In Brussels on Tuesday, December 3, Ukrainian Foreign Minister Andrii Sybiha showed up with a document in his hands. Invited to the NATO Council of Foreign Ministers, the Ukrainian leader showed the press the "Budapest Memorandum," a text intended to specify the security guarantees Ukraine was to receive from 1994 onward, as part of its accession to the Nuclear Non-Proliferation Treaty.
The United States, the United Kingdom and Russia had pledged to guarantee Ukrainian territorial integrity in exchange for giving up the Soviet nuclear weapons stored on its territory. Thirty years later, with Russia occupying 18% of its territory, this "document failed to secure Ukrainian security and transatlantic security, so we must avoid [repeating] such mistakes," the minister said. From now on, he expects only one thing to ensure his country's long-term security: full membership in the North Atlantic Treaty Organization.
Failing to obtain it in the short term, Kyiv would like to receive a formal "invitation" from the Alliance to eventually join it. Ukrainian leaders are increasingly pressing for this, just a few weeks before Donald Trump takes office as US president. "Ukraine's invitation to join NATO is necessary for our survival," Volodymyr Zelensky said on Sunday, December 1. "If we want to stop the hot phase of the war, we need to take under the NATO umbrella the territory of Ukraine that we have under our control," he told Britain's Sky News two days earlier. "We need to do it fast. And then on the [occupied] territory of Ukraine, Ukraine can get them back in a diplomatic way," he added.
Within the Alliance, while Russia continues its murderous attacks on Ukraine, Trump prepares his return to the White House and Germany is in the midst of an election campaign, the question of an invitation for Kyiv to join the Alliance is not the priority.

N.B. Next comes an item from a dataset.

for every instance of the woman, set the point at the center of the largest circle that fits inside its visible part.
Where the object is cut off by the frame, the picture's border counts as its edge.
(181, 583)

Ukraine is well aware of this, but insists on obtaining genuine "security guarantees" in the event of a negotiation, guarantees more effective than the Budapest Memorandum, negotiated in the wake of the dismantling of the Soviet Union.
At an informal dinner of allied ministers on Tuesday evening, Lithuanian Foreign Minister Gabrielius Landsbergis said that "no progress has been made." Indeed, the subject continues to give rise to profound differences. With Joe Biden's administration in its final weeks, the US has no intention of acceding to the request, and neither does Chancellor Olaf Scholz's Germany, for whom such a decision would represent an escalation vis-à-vis Russia. Hungary is opposed to this option for as long as the country is at war, as is Turkey, which is open in principle to NATO enlargement, but is calling for Ukraine's borders to be clearly defined before any discussions take place.